I preached that MixingMetaphors amounted to a death wish for most endeavors because they produced stories of little use for focus or regulation. This advice was well-intended but probably poisonous, for what human endeavor ever achieves such focus? While undoubtedly true that should an effort somehow achieve this clarity, many of its more troublesome externalities might disappear. Absent ambiguity, interpretation becomes easy, but without ambiguity, something essential might also go missing. The MixedMetaphor might be the one universal constant between almost all human endeavors. Not an enemy of civilization but its inevitable companion.

So mine was great advice but Utopian. It might have been better advice had it been humanly possible to achieve, but us outside experts were paid to gloss over complications rather than amplify them. Our utterances were supposed to simplify and thereby bouy confidence and enthusiasm. MixingMetaphors when giving advice severely complicates the commercial transaction, for they spark questions. The suggestions might well create unwanted confusion, for the primary form of outside advice has, for generations and by international agreement, been served in the form of All Ya Gotta Do. If the implementation doesn't seem straightforward, more will find it convenient to ignore the advice. Notwithstanding that much of this advice would have been much better forgotten than followed, the hapless advice givers and consultants—me included—would have been rendered unemployable had our clients ignored our "great" advice.

I am my own consultant and advice-giver now. I spout the usual gibberish in the form of self-talk as I work my way through assembling my manuscript. I notice when something does not seem "shit simple," an old metric leftover from my tenure in Silicon Valley. The techies there were hungry for good advice.

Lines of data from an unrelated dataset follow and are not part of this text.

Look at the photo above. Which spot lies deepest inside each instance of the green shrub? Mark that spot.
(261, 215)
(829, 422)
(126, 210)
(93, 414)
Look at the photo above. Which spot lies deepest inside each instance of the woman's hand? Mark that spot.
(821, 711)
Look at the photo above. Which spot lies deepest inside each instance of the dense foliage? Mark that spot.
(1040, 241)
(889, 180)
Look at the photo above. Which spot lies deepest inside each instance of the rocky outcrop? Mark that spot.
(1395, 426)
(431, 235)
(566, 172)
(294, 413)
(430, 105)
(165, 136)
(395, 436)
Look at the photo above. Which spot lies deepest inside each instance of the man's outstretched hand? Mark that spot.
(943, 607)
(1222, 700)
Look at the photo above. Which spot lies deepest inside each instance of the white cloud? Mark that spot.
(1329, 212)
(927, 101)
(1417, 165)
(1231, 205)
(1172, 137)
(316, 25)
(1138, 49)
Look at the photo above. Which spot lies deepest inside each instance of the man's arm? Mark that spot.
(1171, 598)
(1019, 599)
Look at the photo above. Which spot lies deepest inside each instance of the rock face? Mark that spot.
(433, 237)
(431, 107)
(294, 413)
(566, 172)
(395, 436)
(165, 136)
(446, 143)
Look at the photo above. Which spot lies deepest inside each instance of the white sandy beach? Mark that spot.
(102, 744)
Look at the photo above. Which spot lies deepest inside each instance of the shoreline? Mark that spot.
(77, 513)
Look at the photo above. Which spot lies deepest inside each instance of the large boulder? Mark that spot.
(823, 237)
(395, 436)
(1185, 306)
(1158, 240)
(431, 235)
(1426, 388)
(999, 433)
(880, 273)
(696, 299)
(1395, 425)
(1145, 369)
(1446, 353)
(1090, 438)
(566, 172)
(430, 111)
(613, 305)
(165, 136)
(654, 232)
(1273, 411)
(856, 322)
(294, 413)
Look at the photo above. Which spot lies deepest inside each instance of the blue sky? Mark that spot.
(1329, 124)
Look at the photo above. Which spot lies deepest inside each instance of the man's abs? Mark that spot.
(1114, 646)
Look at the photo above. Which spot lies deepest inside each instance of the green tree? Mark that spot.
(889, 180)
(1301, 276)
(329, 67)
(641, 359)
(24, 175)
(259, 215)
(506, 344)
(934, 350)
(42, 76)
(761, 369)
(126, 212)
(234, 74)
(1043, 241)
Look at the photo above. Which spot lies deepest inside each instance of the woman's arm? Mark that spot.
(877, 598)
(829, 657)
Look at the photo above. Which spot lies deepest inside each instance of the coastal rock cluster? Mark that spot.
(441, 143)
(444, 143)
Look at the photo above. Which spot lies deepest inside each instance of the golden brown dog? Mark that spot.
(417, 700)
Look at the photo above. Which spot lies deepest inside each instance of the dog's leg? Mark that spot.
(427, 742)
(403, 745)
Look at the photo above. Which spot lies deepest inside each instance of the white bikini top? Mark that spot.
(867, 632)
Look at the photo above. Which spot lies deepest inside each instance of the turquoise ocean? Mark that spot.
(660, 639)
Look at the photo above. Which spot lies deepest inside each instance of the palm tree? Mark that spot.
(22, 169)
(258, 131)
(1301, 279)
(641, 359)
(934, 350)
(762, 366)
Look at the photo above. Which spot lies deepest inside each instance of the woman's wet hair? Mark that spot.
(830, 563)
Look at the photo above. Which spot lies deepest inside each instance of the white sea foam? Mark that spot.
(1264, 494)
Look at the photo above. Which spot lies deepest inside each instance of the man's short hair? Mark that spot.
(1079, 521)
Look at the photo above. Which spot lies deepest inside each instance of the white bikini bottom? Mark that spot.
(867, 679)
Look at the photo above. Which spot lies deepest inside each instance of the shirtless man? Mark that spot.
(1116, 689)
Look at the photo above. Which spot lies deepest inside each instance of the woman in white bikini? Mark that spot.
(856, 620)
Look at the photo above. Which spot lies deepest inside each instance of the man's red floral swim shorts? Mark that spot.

They bought it in whatever flavor seemed most popular that month, and they mostly attended workshops for entertainment and diversion, for many of them were successful regardless of whatever they did. They might waste ninety percent of their resources and still dominate their industry, such was the state of monopoly in that place and time. The most successful consultants worked for clients who didn't need their advice, ones who engaged their consultants out of boredom for diversion. They'd duly accept the advice and continue doing whatever they would have done without it; the fees lost in rounding on their income statement.

I question my own advice but still fall prey to it. I know better than anyone how well-intended it's delivered. I sometimes forget just how poisonous it might prove. Yes, I deal almost exclusively in MixingMetaphors. The subject of my manuscript does, indeed, ultimately seem questionable because not even its author can crisply recall its contents. But then I imagine how it might be instead if I was capable of holding the contents in my head, of crisply recalling every story and phrase, and I wonder what my manuscript's purpose might be then, if not as a medium for storage, the result of my MixingMetaphors. So beware of good advice and even warier of better.